Tiberius so loved her, if it deserves to be termed love, that when, being thus deserted, she took another husband, (Asinius Gallus,) he, mad with jealousy, threw him into a dungeon and kept him there till he died, as Suetonius and Tacitus record.
"Ah my Athenian!" said the emperor to Dionysius, placing a hand affectionately on the youth's shoulder, "could you satisfy me that those splendid theories of yours are more than dreams and fancies; that really there is one eternal, all-wise, and omnipotent spirit, who made this universal frame of things, and governs it as an absolute monarch; that he made us; that in us he made a spirit, a soul, a ghost, a thinking principle, which will never die; and that I, who am going down to the tomb, am only to change my mode of existence; that I shall not wholly descend thither; that an urn will not contain every thing which will remain of me; and all this in a very different sense from that which poor Horace meant. But why speak of it? Has not Plato failed?"
"Plato," replied Dionysius, "neither quite failed nor is quite understood, illustrious emperor. But you were saying, if I could satisfy you. Be pleased to finish. Grant I could satisfy you; what then?"

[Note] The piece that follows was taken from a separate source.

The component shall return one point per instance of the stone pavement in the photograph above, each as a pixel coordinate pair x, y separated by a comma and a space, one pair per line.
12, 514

"Satisfy me that one eternal sovereign of the universe lives, and that what now thinks in me," returned the emperor, while the courtly group made a circle, "will never cease to think; that what is now conscious within me will be conscious for ever; that now, in more than a mere poetical allusion to my fame—and on the word of Augustus Cæsar, there is no reasonable request within the entire reach and compass of my power which I will refuse you."
"And what sort of a hearing, emperor," inquired Dion, "and under what circumstances, and upon what conditions, will you be pleased to give me? and when? and where?"
"In this palace, before the games end," replied Augustus. "The hearing shall form an evening's entertainment for our whole circle and attendance. You shall sustain your doctrines, while our celebrated advocates and orators, Antistius Labio and Domitius Afer, who disagree with them, I know, shall oppose you. Let me see. The Cæsars, Tiberius and Germanicus, with their ladies, and our host Mamurra and his family, and all our circle, shall be present. Titus Livy, Lucius Varius, Velleius Paterculus, and the greatest orator Rome ever produced, except Cicero" (the old man 'mentioned with watery eyes the incomparable genius to whose murder he had consented in his youth)—"I mean Quintus Haterius—shall form a judicial jury. Haterius shall pronounce the sentence. Dare you face such an ordeal?"